Optionally, the first data sorting circuit 302 further includes a reordering position information buffer circuit IRDB and a reordering first data buffer circuit DRDB. Wherein the IRDB is used for caching the position information of the plurality of reordered first data, and the DRDB is used for caching the plurality of reordered first data. Optionally, the position information of the plurality of first data includes row coordinates and column coordinates of the first data in the data matrix, the row coordinates are represented by X coordinates, and the column coordinates are represented by Y coordinates. Illustratively, the reordering is performed according to a column-first order and a row-second order, that is, according to a Y coordinate, the reordering is performed from small to large, and according to an X coordinate, the reordering is performed from small to large to ensure that the first data in the same row in the data matrix is still in the same row, and the first data not in the same row is still not in the same row. The XY coordinates after reordering are cached in the IRDB, and the first data after reordering is cached in the DRDB. Fig. 4 is a schematic diagram of an example of reordering, as shown in fig. 4, a Data matrix M1_ O is a sparse matrix, a first matrix is a compressed matrix M1 of the Data matrix, M1 includes first Data in the Data matrix and position information (X, Y) of the first Data in the Data matrix, 3 columns of Data in M1 are read by a first Data reading circuit, the position information therein is arranged from small to large according to a Y coordinate, and then is rearranged according to an order of arranging from small to large according to an X coordinate, and the position information with the same X coordinate is located in the same row, the position information with different X coordinates is located in different rows, as shown in fig. 4, (0,0) and (0,1) are located in a 0 th row, and (1,2) is located in a 1 st row; and reordering the first data according to the position corresponding to the position information, as shown in fig. 4, wherein the

first data

1 and 2 are located in the 0 th row, and the first data 3 is located in the second row.

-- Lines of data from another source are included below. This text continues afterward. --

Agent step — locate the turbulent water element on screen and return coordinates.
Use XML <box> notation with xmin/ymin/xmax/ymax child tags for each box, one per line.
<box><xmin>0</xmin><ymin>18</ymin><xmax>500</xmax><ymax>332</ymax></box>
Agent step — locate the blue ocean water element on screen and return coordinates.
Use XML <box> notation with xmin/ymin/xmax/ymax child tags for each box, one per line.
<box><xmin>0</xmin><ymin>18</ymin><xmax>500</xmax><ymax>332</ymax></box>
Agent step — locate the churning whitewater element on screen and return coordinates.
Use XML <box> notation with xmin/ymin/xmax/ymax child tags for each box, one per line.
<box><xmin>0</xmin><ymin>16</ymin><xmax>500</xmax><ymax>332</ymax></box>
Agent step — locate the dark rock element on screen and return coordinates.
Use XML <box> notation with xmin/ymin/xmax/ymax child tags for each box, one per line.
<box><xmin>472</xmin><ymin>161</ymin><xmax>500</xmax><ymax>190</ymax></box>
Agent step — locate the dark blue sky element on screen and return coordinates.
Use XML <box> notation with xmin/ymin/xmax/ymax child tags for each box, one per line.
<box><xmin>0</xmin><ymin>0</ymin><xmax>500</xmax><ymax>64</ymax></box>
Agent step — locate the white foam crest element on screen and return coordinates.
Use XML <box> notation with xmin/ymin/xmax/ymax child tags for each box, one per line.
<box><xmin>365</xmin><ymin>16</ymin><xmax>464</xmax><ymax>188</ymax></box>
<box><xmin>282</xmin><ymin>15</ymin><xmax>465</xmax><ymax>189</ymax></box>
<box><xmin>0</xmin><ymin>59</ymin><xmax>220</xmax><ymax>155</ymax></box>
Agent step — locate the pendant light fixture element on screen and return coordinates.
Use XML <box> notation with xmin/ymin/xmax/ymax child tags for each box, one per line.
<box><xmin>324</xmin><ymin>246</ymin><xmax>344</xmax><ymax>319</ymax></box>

Since the number of non-0 data in each row of the data matrix may be different, the length of each row of data after reordering may be different, such as the 0 th row of fig. 4 has two data, and the 1 st row has only one data.

After reordering, the first data reading circuit outputs the position information DO0 and the first data DO 1. Wherein DO1 is some or all of the plurality of first data, and the position information DO0 is position information corresponding to the D01.

In one embodiment, the first data reading circuit and the second data reading circuit read and buffer all the first data in the first matrix and all the second data in the second matrix at a time according to the configuration, and at this time, the position information DO0 may be directly used as the control information of the second data; optionally, the first data reading circuit and the second data reading circuit read and buffer a portion of the first data and the second data at a time according to the configuration, at this time, control information of the second data may be generated by the location information DO0, and for example, relative column information in the buffer is generated by the location information D00 as the control information of the second data.

As shown in fig. 5, in order to implement the function of the second data reading circuit, optionally, the second data reading circuit further includes:

a second data buffer circuit 501, a data selection circuit 502, and a second control circuit 503;

the second control circuit 503 is configured to generate a second data read address according to a first address of the second matrix;

the second data buffer circuit 501 is configured to buffer the second data read according to the second data read address;

the data selecting circuit 502 is configured to select and output the second data from the second data buffer circuit according to the second data output control signal.

Optionally, the second control circuit 503 receives a first address of the second matrix decoded by the instruction decoding circuit, a preset parameter K, and a size parameter of the second matrix, for example, the second matrix includes N rows of second data. Optionally, the second control circuit includes a second read control circuit CL2 and a second address generating circuit AG2, where the second read control circuit CL2 receives the first address of the first matrix decoded by the instruction decoding circuit, a preset parameter K, a size parameter of the first matrix, and the like, and controls the AG2 to generate a second data reading address Addr2, so that the second data reading circuit can read K rows of second data in the second matrix at a time according to the Addr 2.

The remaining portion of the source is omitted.